Our previous publication, which utilized the same rodent model, CD-scheme, and group sizes employed in this study, illustrated significant patterns of CD-induced miRNA expressions in mammary tissues based on the degree of CD and time of tissue extraction [1]. Therefore, the inconsistent results generated between the different groups in this study may not be due to the small sample size, but may instead hint at the complexity of cellular changes that are occurring without drastic changes in transcript levels. First, it is important to note that changes in miRNA levels do not have to correlate to changes in transcript levels because this relationship is based on the complementarity between the miRNA and its target gene [29]. In mammals, a single miRNA can target multiple genes with varying complementarity, and statistical analysis has shown that as little as 3.2% of miRNA-mRNA pairs illustrate a negative correlation [29, 30]. Second, in eukaryotes, ~60% of the variation in protein levels cannot be explained by transcript levels, meaning that a variety of post-transcriptional mechanisms are influencing gene expression [31]. Based on these facts and our previous findings, this opens up the possibility of miRNAs being more prone to CD-induced changes in mammary tissues and playing a more prominent role in the initiation of CD-induced breast cancer.

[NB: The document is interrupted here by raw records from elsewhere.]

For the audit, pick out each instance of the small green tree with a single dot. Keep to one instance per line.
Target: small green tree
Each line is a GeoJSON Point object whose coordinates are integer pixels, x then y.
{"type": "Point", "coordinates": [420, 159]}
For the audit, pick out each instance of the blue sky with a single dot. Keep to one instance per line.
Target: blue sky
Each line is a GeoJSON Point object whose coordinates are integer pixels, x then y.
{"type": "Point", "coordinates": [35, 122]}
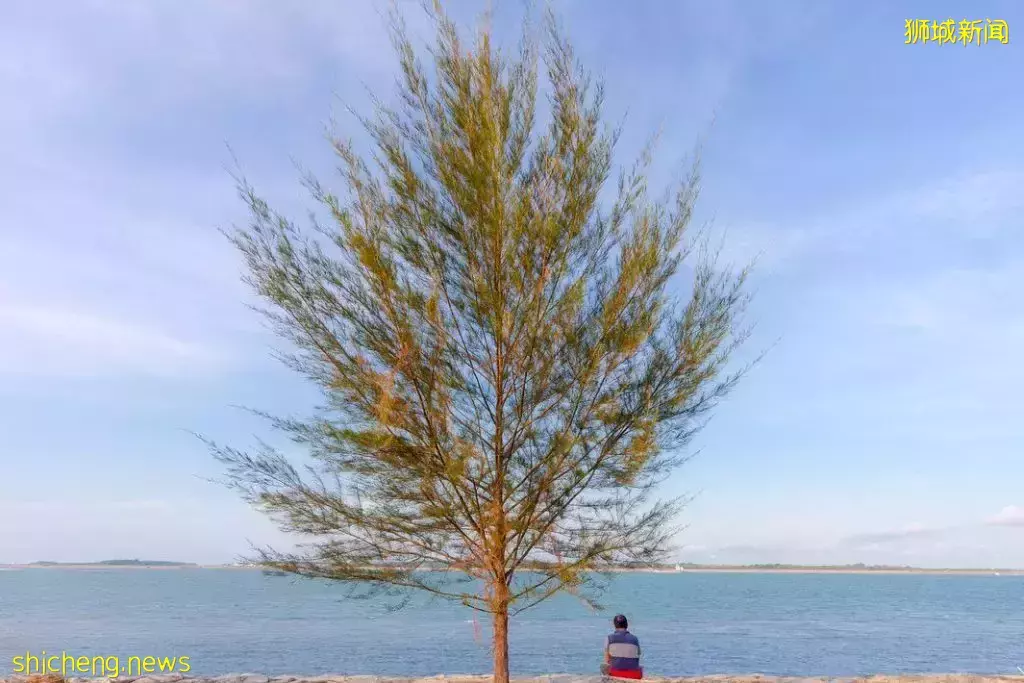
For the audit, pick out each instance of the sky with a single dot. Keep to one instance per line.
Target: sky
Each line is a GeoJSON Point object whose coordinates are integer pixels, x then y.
{"type": "Point", "coordinates": [880, 185]}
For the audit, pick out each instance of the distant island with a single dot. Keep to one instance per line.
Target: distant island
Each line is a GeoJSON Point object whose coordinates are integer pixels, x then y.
{"type": "Point", "coordinates": [114, 563]}
{"type": "Point", "coordinates": [679, 567]}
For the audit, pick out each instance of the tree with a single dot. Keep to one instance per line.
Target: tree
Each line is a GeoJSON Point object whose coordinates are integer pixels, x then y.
{"type": "Point", "coordinates": [506, 374]}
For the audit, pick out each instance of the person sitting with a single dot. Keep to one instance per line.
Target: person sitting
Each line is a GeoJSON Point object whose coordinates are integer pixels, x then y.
{"type": "Point", "coordinates": [622, 651]}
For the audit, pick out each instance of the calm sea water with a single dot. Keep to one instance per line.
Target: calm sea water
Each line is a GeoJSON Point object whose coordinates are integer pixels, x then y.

Cancer is an age-associated disease, and its progression and development has been linked to the DNA damage theory of ageing [32, 33]. Since the 2-week chronic group represents the oldest rats in the study, the carcinogenicity of CD in terms of breast cancer development may be dependent on age, with CD triggering decreased DDR with increasing age. Therefore, molecular epigenetic mechanisms of circadian deregulation and carcinogenesis need to be further analyzed in an age domain, as recent studies have shown that circadian disruption accelerates aging and promotes tumorigenesis in rats, especially in older animals [21, 22, 34].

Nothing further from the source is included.